Inatani et al.(2003)Mammalian brain morphogenesis and midline axon guidance require heparan sulfate. Science 302:1044-1046.

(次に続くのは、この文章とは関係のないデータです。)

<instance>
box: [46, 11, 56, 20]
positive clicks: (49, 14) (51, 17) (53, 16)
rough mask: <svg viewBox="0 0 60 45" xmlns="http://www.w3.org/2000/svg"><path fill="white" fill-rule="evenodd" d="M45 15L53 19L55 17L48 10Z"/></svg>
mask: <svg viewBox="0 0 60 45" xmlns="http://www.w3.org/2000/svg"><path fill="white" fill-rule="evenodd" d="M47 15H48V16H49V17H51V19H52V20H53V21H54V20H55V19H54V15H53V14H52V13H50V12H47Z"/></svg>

Irie et al.(2012)Autism-like socio-communicative deficits and stereotypies in mice lacking heparan sulfate. Proc.Natl. Acad. Sci. USA 109:5052-5056.
S13-5
神経回路再編および神経変性に関わる細胞外硫酸化糖鎖
内村 健治,門松 健治
名大院・医・一生化

軟骨や角膜などの結合組織の構成成分として知られるプロテオグリカンは、中枢神経組織にも細胞外基質分子として豊富に発現する。プロテオグリカンはグリコサミノグリカン(GAG)と呼ばれる硫酸化糖鎖をその側鎖にもつ。GAGの硫酸化は多様性を示し、長大な糖鎖の中に硫酸化が多い部分と少ない部分が存在しある種の機能ドメインを形成する。GAGにはコンドロイチン硫酸、ヘパラン硫酸およびケラタン硫酸が含まれる。GAGの一種であるヒアルロン酸は硫酸化修飾されず、コアタンパク質に共有結合されないことから他のGAG分子と区別される。コンドロイチン硫酸プロテオグリカンが外傷性中枢神経損傷における神経軸索の再生阻害因子として働くことが以前より報告されている。一方、我々はケラタン硫酸の多硫酸化構造が大脳皮質損傷や脊髄損傷において神経損傷部位周辺に発現誘導されることを以前報告した。ケラタン硫酸の酵素的分解あるいは硫酸転移酵素遺伝子欠損による合成阻害を行うと、脊髄損傷後の軸索再生および神経機能回復の増進が認められることを我々は明らかにした。これらのことからケラタン硫酸も軸索再生阻害因子として働くことが示唆され、現在ケラタン硫酸とコンドロイチン硫酸の機能的役割の関係を明らかにする研究を進めている。また、ケラタン硫酸の多硫酸化構造が神経変性に伴い中枢神経組織に選択的に発現が誘導されることを、SOD1G93A筋萎縮性側索硬化症モデルマウスを用いて明らかにした。この発現は主にIba1陽性のミクログリアに認められ、現在そのコアタンパク質の同定およびミクログリアにおける機能を明らかにする研究を進めている。本発表では以上の点を中心に議論する。